Estas gerações mais jovens, que já vivem diariamente a autonomia, tiveram um papel extremamente relevante na celebração deste 30º aniversário. As bases de apoio zapatistas dos doze Caracoles Zapatistas protagonizaram diferentes peças e danças onde nos explicaram “a história que se tece” nas cidades. Como narrativa, levaram-nos aos primeiros anos da luta, à criação dos Caracoles e das Juntas de Bom Governo, à forma como enfrentaram problemas como os programas sociais do Estado, as disputas de terras, o paramilitarismo e a sua relação com os partidários. , bem como a autocrítica da chamada pirâmide através dos Municípios Autônomos Rebeldes Zapatistas (MAREZ) que decidiram dissolver-se após uma profunda avaliação coletiva que levou 30 anos para fazer a transição para uma reorganização do nível local para o regional através do assim -denominada GAL, passando pelos Coletivos de Governos Autônomos Zapatistas (CGAZ) e pela Assembleia de Coletivos de Governos Autônomos Zapatistas (ACGAZ) com o lema de trabalhar pelo comum; isto é, “não propriedade”, como explicaram na última declaração.

Uma mensagem

Na noite de 31 de dezembro, a mensagem central do EZLN na voz do Subcomandante Insurgente Moisés, dedicou suas palavras aos ausentes, aos desaparecidos, aos buscadores, às meninas, meninos, mulheres e jovens assassinados, e aos presos políticos. e aqueles caídos em mais de 500 anos de luta que não estão presentes, mas que estão na memória coletiva. O discurso de aniversário foi uma espécie de encerramento de cerca de vinte declarações emitidas pelos zapatistas desde outubro de 2023. Não seria possível analisar aqui cada uma das mensagens complexas que nos convidaram a ler e discutir, mas no discurso do Sup Moi ficou claro críticas ao modelo de propriedade da terra como núcleo de sua proposta de trabalhar o comum. Em seu discurso ele foi muito enfático sobre a ideia de passar do dizer ao fazer para conseguir a criação de outros mundos onde as pessoas possam se governar e trabalhar a terra que não pertence a ninguém, mas às pessoas comuns, para os povos que trabalham e se organizam para viver em liberdade, incluindo a autodefesa contra ameaças externas como o próprio Estado, os megaprojectos, o paramilitarismo e o crime. A autocrítica também se destacou em suas palavras, tanto na forma piramidal de organização quanto em apontar que não cumpriram plenamente o seu propósito, que não ganharam nada enquanto houver morte e destruição; o que está faltando está faltando então. “Estamos sozinhos há 30 anos” foi a frase que mais ressoou no coração de todas as bases zapatistas e convidados que receberam a mensagem direta.

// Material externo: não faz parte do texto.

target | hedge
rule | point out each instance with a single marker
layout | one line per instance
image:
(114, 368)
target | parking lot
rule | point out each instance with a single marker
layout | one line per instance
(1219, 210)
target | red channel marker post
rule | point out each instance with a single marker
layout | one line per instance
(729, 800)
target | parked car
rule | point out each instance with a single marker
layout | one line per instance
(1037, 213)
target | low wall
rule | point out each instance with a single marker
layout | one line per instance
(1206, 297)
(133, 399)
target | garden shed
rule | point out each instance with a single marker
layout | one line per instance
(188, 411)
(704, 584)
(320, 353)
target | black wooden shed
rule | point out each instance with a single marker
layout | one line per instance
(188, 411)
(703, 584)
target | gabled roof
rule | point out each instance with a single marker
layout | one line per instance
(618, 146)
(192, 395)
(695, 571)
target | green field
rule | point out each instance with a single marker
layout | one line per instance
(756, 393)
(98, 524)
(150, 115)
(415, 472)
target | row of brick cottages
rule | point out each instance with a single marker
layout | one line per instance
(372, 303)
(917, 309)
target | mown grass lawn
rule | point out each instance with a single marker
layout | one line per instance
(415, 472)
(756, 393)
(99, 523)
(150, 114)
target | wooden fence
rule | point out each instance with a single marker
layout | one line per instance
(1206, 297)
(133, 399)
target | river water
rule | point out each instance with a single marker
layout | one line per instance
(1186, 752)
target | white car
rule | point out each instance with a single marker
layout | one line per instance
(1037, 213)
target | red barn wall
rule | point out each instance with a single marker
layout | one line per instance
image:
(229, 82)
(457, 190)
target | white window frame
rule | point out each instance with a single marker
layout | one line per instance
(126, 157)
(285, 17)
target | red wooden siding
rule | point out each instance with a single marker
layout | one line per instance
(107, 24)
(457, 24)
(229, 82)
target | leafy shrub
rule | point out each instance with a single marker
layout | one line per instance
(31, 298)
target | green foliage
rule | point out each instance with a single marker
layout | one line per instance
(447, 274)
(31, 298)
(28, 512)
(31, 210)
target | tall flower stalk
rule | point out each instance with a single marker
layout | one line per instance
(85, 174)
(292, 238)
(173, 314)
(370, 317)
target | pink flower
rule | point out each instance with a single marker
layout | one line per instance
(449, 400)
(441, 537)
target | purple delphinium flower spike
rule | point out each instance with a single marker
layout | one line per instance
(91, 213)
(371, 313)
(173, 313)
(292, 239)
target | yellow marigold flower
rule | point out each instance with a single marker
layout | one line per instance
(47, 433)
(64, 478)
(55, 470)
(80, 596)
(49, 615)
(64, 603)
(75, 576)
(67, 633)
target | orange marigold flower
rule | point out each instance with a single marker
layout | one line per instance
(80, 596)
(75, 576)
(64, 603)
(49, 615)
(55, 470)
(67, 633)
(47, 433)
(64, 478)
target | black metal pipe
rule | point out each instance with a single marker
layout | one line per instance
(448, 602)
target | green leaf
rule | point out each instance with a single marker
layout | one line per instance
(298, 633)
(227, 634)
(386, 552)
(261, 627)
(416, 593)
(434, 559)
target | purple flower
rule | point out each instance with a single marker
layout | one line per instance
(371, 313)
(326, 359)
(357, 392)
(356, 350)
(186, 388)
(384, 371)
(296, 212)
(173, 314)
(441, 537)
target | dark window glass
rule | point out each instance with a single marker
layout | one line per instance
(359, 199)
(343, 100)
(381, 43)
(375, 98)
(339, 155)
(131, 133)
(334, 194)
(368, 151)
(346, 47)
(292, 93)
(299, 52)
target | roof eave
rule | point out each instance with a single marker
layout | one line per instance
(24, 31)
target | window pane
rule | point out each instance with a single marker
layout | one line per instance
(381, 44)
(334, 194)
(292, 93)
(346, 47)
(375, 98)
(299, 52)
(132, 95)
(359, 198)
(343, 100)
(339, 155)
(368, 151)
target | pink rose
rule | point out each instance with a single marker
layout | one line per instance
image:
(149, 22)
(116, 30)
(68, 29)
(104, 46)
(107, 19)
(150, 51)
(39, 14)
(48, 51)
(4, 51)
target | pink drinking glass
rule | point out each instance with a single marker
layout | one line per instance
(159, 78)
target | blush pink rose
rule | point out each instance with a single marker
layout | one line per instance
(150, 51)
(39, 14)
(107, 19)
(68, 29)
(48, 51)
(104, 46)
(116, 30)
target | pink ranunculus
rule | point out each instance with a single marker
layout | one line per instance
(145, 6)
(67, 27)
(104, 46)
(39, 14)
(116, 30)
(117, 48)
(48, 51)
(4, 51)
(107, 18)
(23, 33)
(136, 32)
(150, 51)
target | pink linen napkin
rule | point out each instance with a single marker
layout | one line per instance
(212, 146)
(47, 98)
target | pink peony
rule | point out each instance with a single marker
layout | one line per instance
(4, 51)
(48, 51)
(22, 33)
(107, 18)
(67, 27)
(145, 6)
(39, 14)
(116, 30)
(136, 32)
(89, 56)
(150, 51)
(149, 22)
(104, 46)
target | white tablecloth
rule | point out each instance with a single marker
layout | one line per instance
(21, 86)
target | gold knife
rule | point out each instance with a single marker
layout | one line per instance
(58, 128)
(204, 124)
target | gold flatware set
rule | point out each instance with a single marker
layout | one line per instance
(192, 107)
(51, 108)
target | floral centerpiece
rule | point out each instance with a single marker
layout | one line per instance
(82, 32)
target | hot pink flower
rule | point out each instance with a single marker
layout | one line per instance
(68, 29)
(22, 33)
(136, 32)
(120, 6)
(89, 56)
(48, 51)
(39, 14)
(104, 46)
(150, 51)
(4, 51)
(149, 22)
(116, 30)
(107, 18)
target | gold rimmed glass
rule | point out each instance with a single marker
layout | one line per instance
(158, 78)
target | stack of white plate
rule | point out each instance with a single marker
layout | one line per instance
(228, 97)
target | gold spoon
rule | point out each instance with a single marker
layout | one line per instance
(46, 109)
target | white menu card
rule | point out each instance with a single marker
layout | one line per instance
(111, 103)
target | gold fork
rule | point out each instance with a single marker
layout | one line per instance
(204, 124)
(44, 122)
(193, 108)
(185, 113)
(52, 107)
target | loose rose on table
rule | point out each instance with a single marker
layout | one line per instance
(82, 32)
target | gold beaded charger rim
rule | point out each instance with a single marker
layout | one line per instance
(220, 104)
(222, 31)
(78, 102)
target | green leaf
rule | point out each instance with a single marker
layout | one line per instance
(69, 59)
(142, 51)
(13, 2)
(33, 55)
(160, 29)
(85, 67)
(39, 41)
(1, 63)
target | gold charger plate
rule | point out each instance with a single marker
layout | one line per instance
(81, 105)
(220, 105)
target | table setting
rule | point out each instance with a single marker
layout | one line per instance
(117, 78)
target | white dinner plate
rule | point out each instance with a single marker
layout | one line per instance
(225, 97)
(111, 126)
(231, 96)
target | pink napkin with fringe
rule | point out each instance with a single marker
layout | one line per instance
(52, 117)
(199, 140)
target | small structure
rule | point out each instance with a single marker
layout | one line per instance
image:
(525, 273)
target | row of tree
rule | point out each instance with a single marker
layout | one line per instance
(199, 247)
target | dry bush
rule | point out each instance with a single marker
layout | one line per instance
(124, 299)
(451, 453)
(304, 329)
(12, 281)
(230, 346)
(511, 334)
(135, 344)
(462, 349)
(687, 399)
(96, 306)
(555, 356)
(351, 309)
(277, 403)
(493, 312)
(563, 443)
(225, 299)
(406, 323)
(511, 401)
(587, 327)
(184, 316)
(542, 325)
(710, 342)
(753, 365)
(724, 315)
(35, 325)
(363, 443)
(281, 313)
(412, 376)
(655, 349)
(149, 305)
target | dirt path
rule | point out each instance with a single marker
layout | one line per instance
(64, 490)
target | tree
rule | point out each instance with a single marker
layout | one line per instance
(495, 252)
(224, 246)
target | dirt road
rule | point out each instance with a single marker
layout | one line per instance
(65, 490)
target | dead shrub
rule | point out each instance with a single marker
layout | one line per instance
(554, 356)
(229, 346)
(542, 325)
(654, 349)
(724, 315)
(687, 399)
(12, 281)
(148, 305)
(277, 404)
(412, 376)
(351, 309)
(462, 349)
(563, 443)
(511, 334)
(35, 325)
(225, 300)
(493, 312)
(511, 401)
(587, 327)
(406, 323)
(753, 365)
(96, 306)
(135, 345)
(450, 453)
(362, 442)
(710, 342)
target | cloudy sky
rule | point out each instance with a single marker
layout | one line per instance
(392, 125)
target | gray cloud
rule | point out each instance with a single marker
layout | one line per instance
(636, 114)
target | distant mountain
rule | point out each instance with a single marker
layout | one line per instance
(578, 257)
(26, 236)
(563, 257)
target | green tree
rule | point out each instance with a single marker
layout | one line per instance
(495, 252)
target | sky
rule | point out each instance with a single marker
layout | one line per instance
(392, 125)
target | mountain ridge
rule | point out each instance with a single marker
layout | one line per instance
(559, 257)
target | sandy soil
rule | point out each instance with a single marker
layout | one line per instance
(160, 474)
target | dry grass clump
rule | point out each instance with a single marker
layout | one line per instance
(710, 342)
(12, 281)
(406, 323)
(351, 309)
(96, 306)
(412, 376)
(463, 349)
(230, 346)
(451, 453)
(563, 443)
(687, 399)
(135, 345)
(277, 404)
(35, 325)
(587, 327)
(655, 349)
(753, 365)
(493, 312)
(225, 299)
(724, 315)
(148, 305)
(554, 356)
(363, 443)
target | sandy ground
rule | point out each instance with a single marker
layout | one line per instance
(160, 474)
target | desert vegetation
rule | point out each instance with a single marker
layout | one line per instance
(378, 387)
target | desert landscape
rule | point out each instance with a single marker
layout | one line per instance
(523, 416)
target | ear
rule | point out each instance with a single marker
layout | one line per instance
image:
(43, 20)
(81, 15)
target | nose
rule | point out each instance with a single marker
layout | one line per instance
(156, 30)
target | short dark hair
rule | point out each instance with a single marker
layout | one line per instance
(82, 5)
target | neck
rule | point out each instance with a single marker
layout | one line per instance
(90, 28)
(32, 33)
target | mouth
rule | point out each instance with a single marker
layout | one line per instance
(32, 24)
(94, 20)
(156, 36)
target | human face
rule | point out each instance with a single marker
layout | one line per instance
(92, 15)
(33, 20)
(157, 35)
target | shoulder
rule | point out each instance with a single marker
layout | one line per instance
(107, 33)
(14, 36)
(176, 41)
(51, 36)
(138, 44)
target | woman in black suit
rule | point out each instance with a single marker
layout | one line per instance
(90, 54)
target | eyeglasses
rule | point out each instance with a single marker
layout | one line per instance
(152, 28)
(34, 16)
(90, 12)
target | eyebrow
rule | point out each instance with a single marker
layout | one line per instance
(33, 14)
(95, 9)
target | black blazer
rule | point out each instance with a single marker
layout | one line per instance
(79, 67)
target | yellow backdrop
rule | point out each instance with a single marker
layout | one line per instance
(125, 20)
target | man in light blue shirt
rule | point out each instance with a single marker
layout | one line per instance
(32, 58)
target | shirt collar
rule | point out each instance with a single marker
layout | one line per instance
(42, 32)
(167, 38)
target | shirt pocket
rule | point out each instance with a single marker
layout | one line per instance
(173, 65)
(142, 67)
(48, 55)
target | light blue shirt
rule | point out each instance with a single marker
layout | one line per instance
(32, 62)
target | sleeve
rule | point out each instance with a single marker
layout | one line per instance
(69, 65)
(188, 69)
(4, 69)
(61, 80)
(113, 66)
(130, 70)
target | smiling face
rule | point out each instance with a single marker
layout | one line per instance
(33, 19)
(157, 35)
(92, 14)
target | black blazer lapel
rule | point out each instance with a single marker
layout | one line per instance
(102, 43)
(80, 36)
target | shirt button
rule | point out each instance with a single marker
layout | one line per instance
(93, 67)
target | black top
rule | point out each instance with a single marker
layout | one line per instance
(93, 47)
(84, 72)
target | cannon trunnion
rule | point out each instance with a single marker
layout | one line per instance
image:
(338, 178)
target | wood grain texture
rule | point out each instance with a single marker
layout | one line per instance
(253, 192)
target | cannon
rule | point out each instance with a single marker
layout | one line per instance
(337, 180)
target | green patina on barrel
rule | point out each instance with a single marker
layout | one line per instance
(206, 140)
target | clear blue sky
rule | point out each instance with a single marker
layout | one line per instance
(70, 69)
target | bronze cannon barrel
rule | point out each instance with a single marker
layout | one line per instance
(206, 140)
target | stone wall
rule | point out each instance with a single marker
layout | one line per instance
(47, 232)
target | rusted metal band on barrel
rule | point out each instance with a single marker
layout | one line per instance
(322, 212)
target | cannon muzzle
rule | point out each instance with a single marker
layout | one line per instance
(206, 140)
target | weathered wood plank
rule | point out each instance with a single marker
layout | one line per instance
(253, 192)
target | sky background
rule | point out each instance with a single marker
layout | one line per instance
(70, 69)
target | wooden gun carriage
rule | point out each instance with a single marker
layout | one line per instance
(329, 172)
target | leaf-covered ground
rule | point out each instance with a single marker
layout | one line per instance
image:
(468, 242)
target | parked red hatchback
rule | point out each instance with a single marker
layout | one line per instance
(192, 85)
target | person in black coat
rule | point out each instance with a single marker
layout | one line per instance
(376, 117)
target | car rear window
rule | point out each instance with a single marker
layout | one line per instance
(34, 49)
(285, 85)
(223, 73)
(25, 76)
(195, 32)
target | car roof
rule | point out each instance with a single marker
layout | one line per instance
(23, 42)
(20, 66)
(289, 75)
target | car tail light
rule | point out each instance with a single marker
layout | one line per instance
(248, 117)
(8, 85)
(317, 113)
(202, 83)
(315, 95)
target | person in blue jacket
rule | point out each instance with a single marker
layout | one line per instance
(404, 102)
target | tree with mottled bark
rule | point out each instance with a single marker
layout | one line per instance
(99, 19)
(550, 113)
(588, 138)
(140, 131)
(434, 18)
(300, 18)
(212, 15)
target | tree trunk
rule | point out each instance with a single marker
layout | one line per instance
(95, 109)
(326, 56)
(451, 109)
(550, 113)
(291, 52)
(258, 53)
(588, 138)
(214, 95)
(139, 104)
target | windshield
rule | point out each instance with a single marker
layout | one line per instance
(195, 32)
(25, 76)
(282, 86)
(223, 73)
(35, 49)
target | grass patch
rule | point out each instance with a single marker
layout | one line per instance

O sentimento coletivo dos presentes ao ouvir esta mensagem não foi inteiramente de euforia e celebração como alguns esperavam. Embora houvesse muitos motivos para levantar o ânimo, parecia muito mais um apelo sério e ponderado para assumir a responsabilidade que nos corresponde em cada geografia de resistir à Hidra, de levar a cabo a tarefa revolucionária. A reflexão que levamos para casa para discutir com os nossos colegas, famílias e organizações é que enfrentamos uma emergência global e devemos agir a partir dos nossos espaços para destruir o capitalismo e o patriarcado. “O que é preciso é mudar isto”, declarou Sub Moi no final do seu discurso perante milhares de pessoas que o ouviram em silêncio e com total atenção. Acho que essa é uma das contribuições do zapatismo para o mundo abaixo: desafiar, convocar a organização, motivar respostas ao “e você?” e erguer um espelho para o grande nós que somos, para inspirar práticas que nos permitam viver em liberdade, fora dos grilhões do capitalismo contemporâneo. No final das contas eles também estão passando vida para nós, mas agora temos que fazer a nossa parte.